You asked:
I'd like to know what are considered modern best practices for what to allow users to set their password to.
My go-to for this is NIST Special Publication 800-63B: Digital Identity Guidelines
Authentication and Lifecycle Management, section 5.1.1 Memorized Secrets.
Here are some relevant excerpts from that document:
5.1.1.1 Memorized Secret Authenticators
Memorized secrets SHALL be at least 8 characters in length if chosen by the subscriber.

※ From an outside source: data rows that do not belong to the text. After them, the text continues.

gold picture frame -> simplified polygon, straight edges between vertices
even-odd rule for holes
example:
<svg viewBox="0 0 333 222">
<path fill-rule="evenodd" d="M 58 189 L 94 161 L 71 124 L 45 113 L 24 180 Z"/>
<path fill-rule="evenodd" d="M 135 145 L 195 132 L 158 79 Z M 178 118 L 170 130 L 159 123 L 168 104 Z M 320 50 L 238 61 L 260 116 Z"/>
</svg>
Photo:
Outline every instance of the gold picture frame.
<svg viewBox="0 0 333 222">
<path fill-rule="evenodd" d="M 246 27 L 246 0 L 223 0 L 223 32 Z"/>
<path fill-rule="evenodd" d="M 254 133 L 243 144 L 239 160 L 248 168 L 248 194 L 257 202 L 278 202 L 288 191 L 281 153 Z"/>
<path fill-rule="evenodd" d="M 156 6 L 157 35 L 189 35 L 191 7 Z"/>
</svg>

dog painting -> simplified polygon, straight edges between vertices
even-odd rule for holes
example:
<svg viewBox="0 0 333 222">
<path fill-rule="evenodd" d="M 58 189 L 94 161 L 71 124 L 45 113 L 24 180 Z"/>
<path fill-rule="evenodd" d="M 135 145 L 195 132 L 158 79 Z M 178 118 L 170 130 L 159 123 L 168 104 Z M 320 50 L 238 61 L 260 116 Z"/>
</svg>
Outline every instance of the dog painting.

Memorized secrets chosen randomly by the CSP or verifier SHALL be at least 6 characters in length and MAY be entirely numeric. If the CSP or verifier disallows a chosen memorized secret based on its appearance on a blacklist of compromised values, the subscriber SHALL be required to choose a different memorized secret. No other complexity requirements for memorized secrets SHOULD be imposed. A rationale for this is presented in Appendix A Strength of Memorized Secrets.
...
5.1.1.2 Memorized Secret Verifiers
When processing requests to establish and change memorized secrets, verifiers SHALL compare the prospective secrets against a list that contains values known to be commonly-used, expected, or compromised. For example, the list MAY include, but is not limited to:
- Passwords obtained from previous breach corpuses.
- Dictionary words.
- Repetitive or sequential characters (e.g. ‘aaaaaa’, ‘1234abcd’).
- Context-specific words, such as the name of the service, the username, and derivatives
thereof.
Tools like zxcvbn (github.com/dropbox/zxcvbn. demo at lowe.github.io/tryzxcvbn, thanks @fread2281) include dictionary-based blacklists and checks for common sequences. For non-government applications, most people consider this sufficient.
To meet the first bullet, you'll need a comprehensive blacklists of compromised passwords -- the best one is the ~12 gb database maintained at haveibeenpwned.com.
To meet the 4th bullet, you'll need to maintain your own blacklist of terms that have special meaning within your app (name of the service, username, roles within your app like "admin" or "instructor", etc)
As you point out, "complexity rules" like One Upper, One Lower, One Symbol are going out of style and should not be used. As the mandotory XKCD points out, "Through 20 years of effort, we've successfully trained everyone to use passwords that are hard for humans to remember, but easy for computers to guess."